I’ve picked out a few sermons that I want to turn into essays – and that’s more challenging than it sounds. I have taken down a long essay on faith that I used to have on this site so that I can adapt big chunks of it for inclusion. And I’ve come up with some ideas for original material that I want to work on as well.

A couple of things I’ve worked on are a little too rambliing, and I need to figure out what to do about them. But there are things I’m proud of that I think would work well in print.

I’m in no hurry, but I want to keep working on it so that it doesn’t fall by the wayside.

Come to AIM in 2015

I submitted, and they were kind enough to print, an item on Mountain T.O.P. for this week’s church newsletter. I’ll share it below as well. Mountain T.O.P. has some administrative ties to the United Methodist Church, but its programs are interdenominational, and are attended each year by individuals and groups from a wide variety of denominational backgrounds.
I will also share a couple of videos: My personal video from the AIM event I attended last summer, plus the camp slideshow from that same week. My video, by necessity, only shows things I was present for, which means there’s no footage of home repair. The slideshow is therefore more comprehensive.


Mountain T.O.P. has announced the dates for its Adults In Ministry program for next summer. At the week-long camps, each individual adult volunteer can choose between participating in the home repair ministry or participating in a ministry which serves children and youth.

  • June 7-13, Home repair or Kaleidoscope. Kaleidoscope is an arts program for elementary-age special needs children; volunteers can either lead a workshop or volunteer to help with workshops led by others. “Special needs” is broadly-defined and includes a wide variety of situations.
  • June 21-27, Home repair or Summer Plus. Summer Plus is a program of enrichment workshops for young teenagers. Workshops can include anything from sports to cooking to crafts. As with Kaleidoscope, you can either volunteer to lead a workshop yourself or to help with workshops led by others.
  • July 5-11, Home repair or Quest. Quest is an adventure camp in which teenagers get to do activities like rafting and rappelling. Adult volunteers work in a support role; they can participate in activities but can skip any activity with which they’re not comfortable.

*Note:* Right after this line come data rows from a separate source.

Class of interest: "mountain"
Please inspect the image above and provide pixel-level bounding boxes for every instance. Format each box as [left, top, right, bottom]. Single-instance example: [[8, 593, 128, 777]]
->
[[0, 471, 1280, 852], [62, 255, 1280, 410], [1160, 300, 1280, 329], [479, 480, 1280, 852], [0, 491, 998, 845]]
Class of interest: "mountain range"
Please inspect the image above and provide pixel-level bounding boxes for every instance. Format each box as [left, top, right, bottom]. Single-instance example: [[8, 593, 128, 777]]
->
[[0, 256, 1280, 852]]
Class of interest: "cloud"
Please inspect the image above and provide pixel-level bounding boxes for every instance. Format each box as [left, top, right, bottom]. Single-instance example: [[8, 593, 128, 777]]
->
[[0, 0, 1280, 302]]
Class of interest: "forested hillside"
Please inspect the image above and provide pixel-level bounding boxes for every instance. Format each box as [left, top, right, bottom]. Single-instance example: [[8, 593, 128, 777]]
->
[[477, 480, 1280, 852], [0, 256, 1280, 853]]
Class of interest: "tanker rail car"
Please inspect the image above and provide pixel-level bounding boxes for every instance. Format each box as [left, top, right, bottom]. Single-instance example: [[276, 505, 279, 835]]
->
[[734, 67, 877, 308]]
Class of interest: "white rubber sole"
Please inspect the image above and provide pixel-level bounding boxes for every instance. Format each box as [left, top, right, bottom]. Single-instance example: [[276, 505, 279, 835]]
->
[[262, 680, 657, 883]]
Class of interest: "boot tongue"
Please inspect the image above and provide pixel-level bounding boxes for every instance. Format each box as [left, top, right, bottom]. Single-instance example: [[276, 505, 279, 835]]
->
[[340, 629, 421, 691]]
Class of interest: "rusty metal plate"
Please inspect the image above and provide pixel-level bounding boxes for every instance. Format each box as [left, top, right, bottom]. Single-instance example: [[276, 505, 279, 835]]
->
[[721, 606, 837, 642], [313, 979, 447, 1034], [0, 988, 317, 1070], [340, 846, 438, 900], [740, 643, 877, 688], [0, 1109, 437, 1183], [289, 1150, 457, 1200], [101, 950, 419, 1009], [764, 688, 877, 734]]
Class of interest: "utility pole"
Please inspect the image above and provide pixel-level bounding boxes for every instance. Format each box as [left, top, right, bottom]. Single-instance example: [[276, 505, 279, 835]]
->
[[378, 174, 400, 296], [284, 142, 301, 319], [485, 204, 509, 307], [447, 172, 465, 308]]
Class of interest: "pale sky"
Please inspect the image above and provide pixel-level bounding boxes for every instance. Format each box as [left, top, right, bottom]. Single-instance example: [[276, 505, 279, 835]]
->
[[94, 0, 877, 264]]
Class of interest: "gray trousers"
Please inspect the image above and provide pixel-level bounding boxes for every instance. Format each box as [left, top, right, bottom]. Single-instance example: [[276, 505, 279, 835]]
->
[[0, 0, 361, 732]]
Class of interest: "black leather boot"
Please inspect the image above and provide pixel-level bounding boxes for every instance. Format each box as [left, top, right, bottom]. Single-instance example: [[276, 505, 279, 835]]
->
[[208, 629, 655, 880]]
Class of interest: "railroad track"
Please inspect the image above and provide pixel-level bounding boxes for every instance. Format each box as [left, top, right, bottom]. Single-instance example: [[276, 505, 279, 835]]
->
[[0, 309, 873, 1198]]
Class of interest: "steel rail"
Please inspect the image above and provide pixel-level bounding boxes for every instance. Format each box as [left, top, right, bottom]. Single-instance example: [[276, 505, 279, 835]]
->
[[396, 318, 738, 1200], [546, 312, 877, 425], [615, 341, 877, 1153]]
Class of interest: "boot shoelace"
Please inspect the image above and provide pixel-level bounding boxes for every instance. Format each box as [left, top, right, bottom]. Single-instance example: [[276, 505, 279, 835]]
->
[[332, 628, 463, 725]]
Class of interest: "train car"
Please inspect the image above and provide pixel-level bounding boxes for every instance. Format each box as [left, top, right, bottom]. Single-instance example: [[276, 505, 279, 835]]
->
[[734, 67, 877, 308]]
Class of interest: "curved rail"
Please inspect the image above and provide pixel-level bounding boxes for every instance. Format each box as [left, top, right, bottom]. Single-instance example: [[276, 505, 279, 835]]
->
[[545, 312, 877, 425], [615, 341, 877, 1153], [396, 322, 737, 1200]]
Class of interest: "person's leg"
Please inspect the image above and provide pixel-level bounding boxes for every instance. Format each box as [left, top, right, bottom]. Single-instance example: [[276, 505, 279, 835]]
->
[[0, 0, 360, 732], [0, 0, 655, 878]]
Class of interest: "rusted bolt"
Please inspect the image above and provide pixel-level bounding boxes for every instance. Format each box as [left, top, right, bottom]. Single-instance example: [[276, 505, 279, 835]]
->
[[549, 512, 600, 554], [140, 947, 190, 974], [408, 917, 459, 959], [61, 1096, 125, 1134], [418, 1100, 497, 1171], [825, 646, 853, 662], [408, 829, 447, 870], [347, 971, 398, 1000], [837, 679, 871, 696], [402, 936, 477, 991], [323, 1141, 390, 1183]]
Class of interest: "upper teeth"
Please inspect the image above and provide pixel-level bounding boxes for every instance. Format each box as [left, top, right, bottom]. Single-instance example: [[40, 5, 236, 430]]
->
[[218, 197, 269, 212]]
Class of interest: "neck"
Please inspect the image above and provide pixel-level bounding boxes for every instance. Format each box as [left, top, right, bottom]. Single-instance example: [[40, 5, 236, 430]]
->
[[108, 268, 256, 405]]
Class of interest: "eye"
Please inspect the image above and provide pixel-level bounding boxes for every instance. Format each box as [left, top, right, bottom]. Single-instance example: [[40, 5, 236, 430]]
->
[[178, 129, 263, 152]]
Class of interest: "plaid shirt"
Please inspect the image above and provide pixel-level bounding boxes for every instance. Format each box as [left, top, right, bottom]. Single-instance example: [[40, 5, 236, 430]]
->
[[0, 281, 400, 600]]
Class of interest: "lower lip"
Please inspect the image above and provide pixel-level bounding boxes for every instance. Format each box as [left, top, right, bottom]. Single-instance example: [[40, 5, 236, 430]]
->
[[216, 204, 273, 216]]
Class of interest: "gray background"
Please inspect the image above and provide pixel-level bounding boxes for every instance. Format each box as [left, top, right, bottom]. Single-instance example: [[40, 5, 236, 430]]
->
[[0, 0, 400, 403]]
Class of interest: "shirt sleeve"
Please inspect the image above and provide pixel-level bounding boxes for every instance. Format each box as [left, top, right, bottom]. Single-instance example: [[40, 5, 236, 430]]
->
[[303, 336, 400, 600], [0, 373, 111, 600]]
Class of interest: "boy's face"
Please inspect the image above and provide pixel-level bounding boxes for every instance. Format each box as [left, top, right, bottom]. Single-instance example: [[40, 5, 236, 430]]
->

In the home repair program, teams of about six volunteers spend the week making improvements to the home of a needy individual or family.
Prior experience is NOT required for any of the four programs, and there will be volunteers of both genders and at all skill and experience levels in each program.
2015 is the 40th anniversary of the Mountain T.O.P. ministry, and so the ministry has a goal of recruiting at least 40 volunteers for each of the camp weeks. All of the weeks are held at Camp Cumberland Pines near Altamont in Grundy County.
Getting away on a short-term mission trip can be a time of spiritual refreshment as well as service; the experience of living for a week in a supportive, fun Christian community is a true blessing.